Wonder enzyme that works without water

In a breakthrough that may eventually lead to the development of new industrial catalysts for processing biodiesel, researchers at University of Bristol have created an enzyme which can exist as a liquid without any solvent.

London: In a breakthrough that may eventually lead to the development of new industrial catalysts for processing biodiesel, researchers at University of Bristol have created an enzyme which can exist as a liquid without any solvent.

Enzymes are large biological molecules that catalyse different chemical reactions essential for all life.

It was thought that water was necessary for enzymes to perform their various roles.

However, new findings show that water is not essential for enzymes to fulfill their biological role.

"From our preliminary experiments, we knew that the molecular structure of the industrial enzyme lipase was still intact after the modifications even at 150 degrees Celsius," said Adam Perriman from Bristol University's school of cellular and molecular medicine.
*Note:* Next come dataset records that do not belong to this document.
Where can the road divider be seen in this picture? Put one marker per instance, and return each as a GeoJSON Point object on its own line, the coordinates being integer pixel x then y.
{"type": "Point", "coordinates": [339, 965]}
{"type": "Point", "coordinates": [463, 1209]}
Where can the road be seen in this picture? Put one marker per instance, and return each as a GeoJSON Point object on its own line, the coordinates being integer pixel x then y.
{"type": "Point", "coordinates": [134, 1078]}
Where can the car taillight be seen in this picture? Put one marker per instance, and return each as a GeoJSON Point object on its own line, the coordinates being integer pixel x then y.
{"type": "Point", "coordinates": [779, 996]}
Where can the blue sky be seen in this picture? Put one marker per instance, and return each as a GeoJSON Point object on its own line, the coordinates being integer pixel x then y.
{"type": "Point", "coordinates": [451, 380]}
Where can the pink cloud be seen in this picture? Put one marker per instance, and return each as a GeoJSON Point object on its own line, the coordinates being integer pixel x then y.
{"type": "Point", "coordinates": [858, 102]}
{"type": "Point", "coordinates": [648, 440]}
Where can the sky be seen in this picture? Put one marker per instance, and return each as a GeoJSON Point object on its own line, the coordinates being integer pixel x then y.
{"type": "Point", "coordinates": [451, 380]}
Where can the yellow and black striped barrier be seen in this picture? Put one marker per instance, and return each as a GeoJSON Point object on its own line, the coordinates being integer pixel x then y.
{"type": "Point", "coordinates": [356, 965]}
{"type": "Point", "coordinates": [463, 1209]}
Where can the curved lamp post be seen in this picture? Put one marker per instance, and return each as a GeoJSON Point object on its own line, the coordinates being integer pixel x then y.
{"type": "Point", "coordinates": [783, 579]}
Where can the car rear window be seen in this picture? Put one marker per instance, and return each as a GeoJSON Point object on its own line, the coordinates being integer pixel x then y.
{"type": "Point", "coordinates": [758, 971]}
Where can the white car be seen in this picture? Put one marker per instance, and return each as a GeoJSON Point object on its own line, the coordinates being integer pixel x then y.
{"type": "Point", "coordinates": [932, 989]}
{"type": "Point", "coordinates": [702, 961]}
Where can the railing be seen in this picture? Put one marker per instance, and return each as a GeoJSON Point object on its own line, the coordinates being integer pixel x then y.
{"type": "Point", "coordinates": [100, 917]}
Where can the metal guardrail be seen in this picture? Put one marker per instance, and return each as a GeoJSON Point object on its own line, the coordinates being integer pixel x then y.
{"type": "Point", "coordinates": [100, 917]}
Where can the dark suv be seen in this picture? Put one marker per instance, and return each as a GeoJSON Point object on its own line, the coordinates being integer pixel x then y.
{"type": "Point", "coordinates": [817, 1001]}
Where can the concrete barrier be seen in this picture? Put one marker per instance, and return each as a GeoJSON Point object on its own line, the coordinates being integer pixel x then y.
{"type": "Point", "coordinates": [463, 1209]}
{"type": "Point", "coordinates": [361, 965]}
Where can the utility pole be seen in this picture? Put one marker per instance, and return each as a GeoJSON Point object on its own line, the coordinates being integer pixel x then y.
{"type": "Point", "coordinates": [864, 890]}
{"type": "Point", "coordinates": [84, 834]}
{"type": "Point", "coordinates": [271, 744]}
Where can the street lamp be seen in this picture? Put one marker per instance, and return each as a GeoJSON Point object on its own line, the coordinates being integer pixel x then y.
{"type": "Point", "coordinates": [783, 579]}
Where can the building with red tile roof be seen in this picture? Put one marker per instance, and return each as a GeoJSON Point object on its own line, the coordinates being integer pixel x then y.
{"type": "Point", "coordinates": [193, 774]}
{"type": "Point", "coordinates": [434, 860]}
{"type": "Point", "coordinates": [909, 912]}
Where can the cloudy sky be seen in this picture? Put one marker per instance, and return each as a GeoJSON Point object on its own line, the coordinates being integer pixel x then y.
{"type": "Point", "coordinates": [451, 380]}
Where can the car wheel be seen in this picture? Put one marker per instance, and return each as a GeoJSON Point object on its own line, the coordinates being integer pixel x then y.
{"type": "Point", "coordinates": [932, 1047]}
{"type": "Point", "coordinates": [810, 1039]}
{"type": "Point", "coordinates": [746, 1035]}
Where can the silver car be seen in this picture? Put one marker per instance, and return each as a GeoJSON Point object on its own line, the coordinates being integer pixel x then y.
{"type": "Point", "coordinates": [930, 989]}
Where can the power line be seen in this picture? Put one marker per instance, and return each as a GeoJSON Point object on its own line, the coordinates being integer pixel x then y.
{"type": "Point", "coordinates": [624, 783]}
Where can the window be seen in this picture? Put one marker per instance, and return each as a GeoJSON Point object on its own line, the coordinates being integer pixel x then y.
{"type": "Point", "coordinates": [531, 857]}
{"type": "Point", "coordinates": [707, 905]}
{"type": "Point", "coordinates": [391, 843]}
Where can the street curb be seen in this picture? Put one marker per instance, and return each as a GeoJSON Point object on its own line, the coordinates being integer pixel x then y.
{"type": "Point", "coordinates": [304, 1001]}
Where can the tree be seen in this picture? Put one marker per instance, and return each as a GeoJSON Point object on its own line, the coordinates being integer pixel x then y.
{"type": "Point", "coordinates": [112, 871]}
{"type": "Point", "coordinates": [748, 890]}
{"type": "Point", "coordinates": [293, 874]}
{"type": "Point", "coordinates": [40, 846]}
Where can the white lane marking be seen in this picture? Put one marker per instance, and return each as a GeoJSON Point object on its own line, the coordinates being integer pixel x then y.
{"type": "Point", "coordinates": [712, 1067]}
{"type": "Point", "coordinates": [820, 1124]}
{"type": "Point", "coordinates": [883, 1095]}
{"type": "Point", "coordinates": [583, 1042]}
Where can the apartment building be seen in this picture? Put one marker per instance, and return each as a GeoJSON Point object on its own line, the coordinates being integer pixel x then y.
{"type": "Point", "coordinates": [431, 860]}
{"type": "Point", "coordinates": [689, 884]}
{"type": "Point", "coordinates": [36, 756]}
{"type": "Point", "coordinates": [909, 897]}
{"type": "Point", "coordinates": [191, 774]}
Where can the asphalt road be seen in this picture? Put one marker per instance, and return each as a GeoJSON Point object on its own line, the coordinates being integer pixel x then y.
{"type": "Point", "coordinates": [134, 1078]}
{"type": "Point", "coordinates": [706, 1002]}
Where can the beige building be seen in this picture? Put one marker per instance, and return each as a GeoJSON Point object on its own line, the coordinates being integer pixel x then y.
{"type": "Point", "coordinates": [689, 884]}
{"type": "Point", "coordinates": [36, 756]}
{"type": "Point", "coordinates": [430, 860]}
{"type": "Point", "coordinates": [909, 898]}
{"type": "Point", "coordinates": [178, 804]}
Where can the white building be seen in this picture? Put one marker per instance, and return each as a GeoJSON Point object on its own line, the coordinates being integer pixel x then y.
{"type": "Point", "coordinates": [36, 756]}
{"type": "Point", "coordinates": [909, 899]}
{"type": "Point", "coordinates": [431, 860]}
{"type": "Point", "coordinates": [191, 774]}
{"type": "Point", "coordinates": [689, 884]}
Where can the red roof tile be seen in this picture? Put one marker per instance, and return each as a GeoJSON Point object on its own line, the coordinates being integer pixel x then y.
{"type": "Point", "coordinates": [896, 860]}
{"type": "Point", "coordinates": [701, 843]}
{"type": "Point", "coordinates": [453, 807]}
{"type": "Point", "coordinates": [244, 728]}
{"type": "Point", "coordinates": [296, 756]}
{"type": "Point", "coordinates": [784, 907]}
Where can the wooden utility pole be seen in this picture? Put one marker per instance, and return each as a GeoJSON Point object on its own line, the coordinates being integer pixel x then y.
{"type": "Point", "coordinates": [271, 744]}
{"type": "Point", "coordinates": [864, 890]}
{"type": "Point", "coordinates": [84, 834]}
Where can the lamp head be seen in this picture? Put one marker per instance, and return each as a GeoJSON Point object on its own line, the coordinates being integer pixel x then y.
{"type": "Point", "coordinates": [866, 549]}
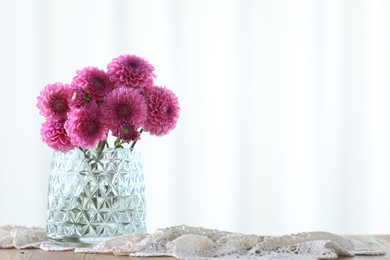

However, we were surprised to discover that the catalytic activity of the enzyme was still present, Perriman added.

Thus, researchers can do away with the need for water by decorating the surface of the industrial enzyme lipase with long detergent molecules.

This finding may pave the way for the development of new thermally robust industrial enzymes that could be utilised in harsh processing conditions, with applications ranging from detergent technologies to alternative energies via biofuel production, researchers concluded.

The study published in the journal Nature Communications.